Kila aims to build 'one classroom at a time'
Kristi Albertson | Hagadone News Network | UPDATED 14 years, 6 months AGO
When voters overwhelmingly shot down Kila School’s $2.1 million bond request last June, the district could have given up its building dreams.
Nearly 72 percent of voters who participated in the 2009 election voted against the bond issue. It was an even more discouraging defeat than the district’s 2007 request for a $147,500 building reserve levy, which more than two-thirds of voters opposed.
Taxpayers might have denied Kila’s requests for more money, but the district has found a way to build anyway, with a new approach.
School board members and staff have adopted the motto “one classroom at a time,” and the school’s first new classroom is slated for construction this summer.
The district will use one-time-only federal stimulus money to help with building costs, Principal Renee Boisseau said.
Projected costs are about $171,000; the district has about $60,000 from the American Recovery and Reinvestment Act.
Of that, only $45,000 may be used for construction. The remaining $15,000 must be used to help equip the room.
Because that money was allocated for special education and Title I programs, the new 1,200-square-foot classroom will be for special education and Title I students. After school, it will be used for students in the latchkey program.
The rest of the money for the building project — and for equipping the room, once it’s built — most likely will come from funds and grants the district already has, Boisseau said. But district officials hope voters will approve a levy request on Tuesday to help with construction.
The $150,000 building reserve levy on the ballot would be levied over three years. The $50,000 gained in its first year would be put toward the new classroom, Boisseau said, and the remaining two years’ funding would be used to build a second classroom.
“It’s so we have a base to draw from,” she explained. “If we can keep money in the pot, so to speak, we can add another classroom or a multipurpose room.”
If voters approve the levy, annual property taxes on a home with a $100,000 taxable value would increase by about $29.62. Property taxes on a home with a $200,000 taxable value would increase about $59.24 a year.
The classroom will be built regardless of what happens Tuesday, Boisseau said. If all goes according to schedule, it will be finished by the end of September.
The new classroom is part of the master plan the district created before last year’s bond election. That plan called for an 11,423-square-foot expansion, including two new classrooms, a science lab, a new library, a new kitchen and a multipurpose room.
Before the election, the district told the community it needed the expansion because the school was bursting at the seams. Kila’s fall 2008 enrollment was 152 students; with that many children, every classroom was full.
The pressure hasn’t alleviated this year. In fall 2009, enrollment was up to 160 students. That’s a 21 percent increase in 10 years.
The last time Kila’s enrollment swelled, in the mid-1990s, is the last time the school got an expansion. A wing was added in 1995-96, the year before Boisseau was hired at the school. There were 145 students enrolled in fall 1995.

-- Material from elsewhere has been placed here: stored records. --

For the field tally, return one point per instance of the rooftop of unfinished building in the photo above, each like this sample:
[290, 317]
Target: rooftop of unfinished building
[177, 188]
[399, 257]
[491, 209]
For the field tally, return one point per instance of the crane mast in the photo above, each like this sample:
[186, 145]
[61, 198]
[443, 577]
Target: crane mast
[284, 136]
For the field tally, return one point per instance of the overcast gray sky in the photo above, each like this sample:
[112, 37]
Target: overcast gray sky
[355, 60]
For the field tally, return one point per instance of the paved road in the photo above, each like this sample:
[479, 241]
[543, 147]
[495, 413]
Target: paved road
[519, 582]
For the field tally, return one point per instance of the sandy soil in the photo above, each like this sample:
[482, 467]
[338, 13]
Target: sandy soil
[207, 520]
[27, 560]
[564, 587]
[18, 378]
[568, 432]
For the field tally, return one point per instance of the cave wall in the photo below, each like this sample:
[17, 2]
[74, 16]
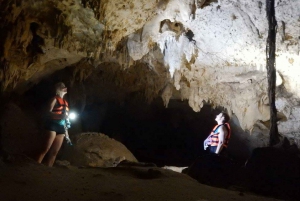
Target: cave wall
[214, 52]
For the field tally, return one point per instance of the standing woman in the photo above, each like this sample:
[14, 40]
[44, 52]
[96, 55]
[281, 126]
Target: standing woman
[57, 113]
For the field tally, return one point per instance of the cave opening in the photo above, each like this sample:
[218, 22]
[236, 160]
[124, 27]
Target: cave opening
[153, 133]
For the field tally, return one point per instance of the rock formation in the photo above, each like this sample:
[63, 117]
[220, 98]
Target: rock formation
[206, 52]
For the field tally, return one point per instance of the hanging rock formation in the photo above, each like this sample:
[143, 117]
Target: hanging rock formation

The district hopes to break ground on the new classroom by June but first has to line out its labor.
“We’re going to try to use volunteer labor for parts” of the project, Boisseau said.
The district doesn’t have any volunteers yet, but Boisseau said she is hopeful that community members might be available to help with things such as tearing down part of the existing building or breaking ground.
Kila will, of course, need a contractor; the project likely will go out to bid in May, Boisseau said.
The school also would welcome financial donations, she said. A recent chili feed and basketball game hosted by the parent-teacher organization brought in about $500.